What happens then is that we just end up delaying the outbreak until we can take no more, but a virus this active and with this high of a spread rate is going to get around eventually. Sweden understood this from the outset, and while they may have taken a big hit from the virus as several other European countries did, their economy was not restricted in any way and they escaped the economic pandemic anyway.
The United States, for all its efforts and all the trillions that it has spent already to clean up the effects of the lockdown, has had 12,385 cases per million. Sweden, who kept things wide open, has had 7,700 cases per million. With COVID still raging in the U.S. while Sweden is sweeping up from it, this gap will only widen. This alone should have us really asking ourselves what sense this all made, as the U.S. sure didn’t control the spread of this very well with these worse numbers, what we paid this huge price for.
If we are really looking to make an informed choice about whether to open our schools in September, or what the conditions should be to fully open them, we do need to consider the implications of this, the costs to parents, workers, and the economy and what is really prevented if we exercise other means of prudence.
Our school system is designed with the regard for social distancing that was practiced prior to COVID, and the idea that the new physical distancing guidelines really provide much benefit is questionable, and these are questions we need to be asking. We’ve been doing plenty of social distancing, but it hasn’t really helped. It’s now been shown that this virus spreads at a distance of 10 feet or more, which explains why it can spread like wildfire in a country where everyone is separated by 6 feet.

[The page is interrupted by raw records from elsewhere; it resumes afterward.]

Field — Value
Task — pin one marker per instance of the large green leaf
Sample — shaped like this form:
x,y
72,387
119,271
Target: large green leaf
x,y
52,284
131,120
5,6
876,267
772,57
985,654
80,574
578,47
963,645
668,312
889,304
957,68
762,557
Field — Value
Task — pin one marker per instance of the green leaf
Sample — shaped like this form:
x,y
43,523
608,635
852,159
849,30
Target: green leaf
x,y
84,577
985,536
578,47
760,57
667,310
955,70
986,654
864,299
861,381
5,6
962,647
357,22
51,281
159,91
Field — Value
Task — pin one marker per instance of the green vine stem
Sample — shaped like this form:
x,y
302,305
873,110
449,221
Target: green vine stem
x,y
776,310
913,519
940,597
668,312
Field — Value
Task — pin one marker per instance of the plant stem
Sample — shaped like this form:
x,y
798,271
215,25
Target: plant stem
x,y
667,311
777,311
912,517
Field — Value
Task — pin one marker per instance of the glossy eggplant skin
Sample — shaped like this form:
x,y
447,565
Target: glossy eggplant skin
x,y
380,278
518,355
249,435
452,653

There’s only so much you can do with keeping people in school apart, as the further apart they have to be, the less the reach of the in-person teaching becomes. If you take a normal classroom and remove all the kids that are within 6 feet of one another, most of the kids will be studying at home. If we use 10 feet, we’re only left with a skeleton.
It very well may be that the distancing itself may make school reopening not effective enough to make much of a difference, unless we use this as a means to segregate them according to need and take on the kids that are less able to study at home
We might even see a cultural change from this, in a similar way that this pandemic has had us rethink our cultural preferences of what the work environment is supposed to look like. Our present culture may be underestimating the ability of our kids to supervise themselves at a certain age, and while this ability does vary among children of a given age, we are probably excluding many of them at an age where they could manage such a thing acceptably well.

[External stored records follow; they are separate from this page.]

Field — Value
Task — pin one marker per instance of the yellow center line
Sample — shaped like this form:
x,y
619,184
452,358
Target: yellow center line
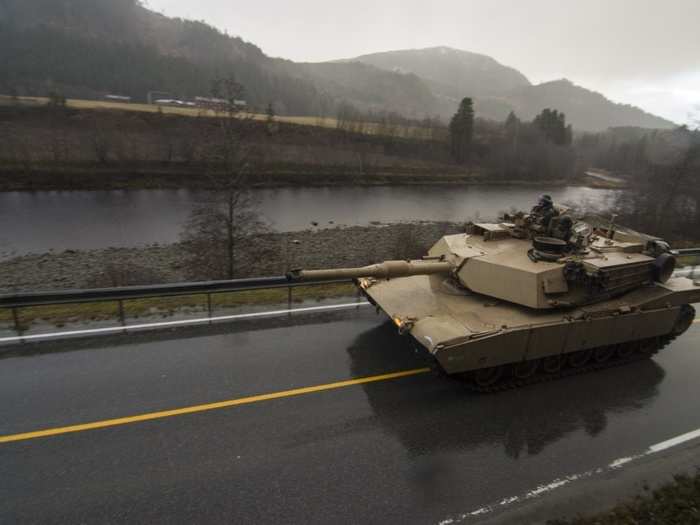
x,y
210,406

There are some tough decisions ahead and we cannot ignore the economic impact of whatever we decide, as well as the impact to the students of the hiatus. In the opinion of many, this is no small matter, although the time away has not been so long as we should be too concerned about this delaying their development very much, but we can’t just ignore this either.
Given that the school systems in European countries who have also been greatly affected by the pandemic have successfully opened their schools again should at least encourage us to do the same. There is quite a bit on the line here, including the impact on the careers of all those parents who had to leave work because school is out. If we prefer not to open them, we at least need to account for all the students and parents that we leave behind.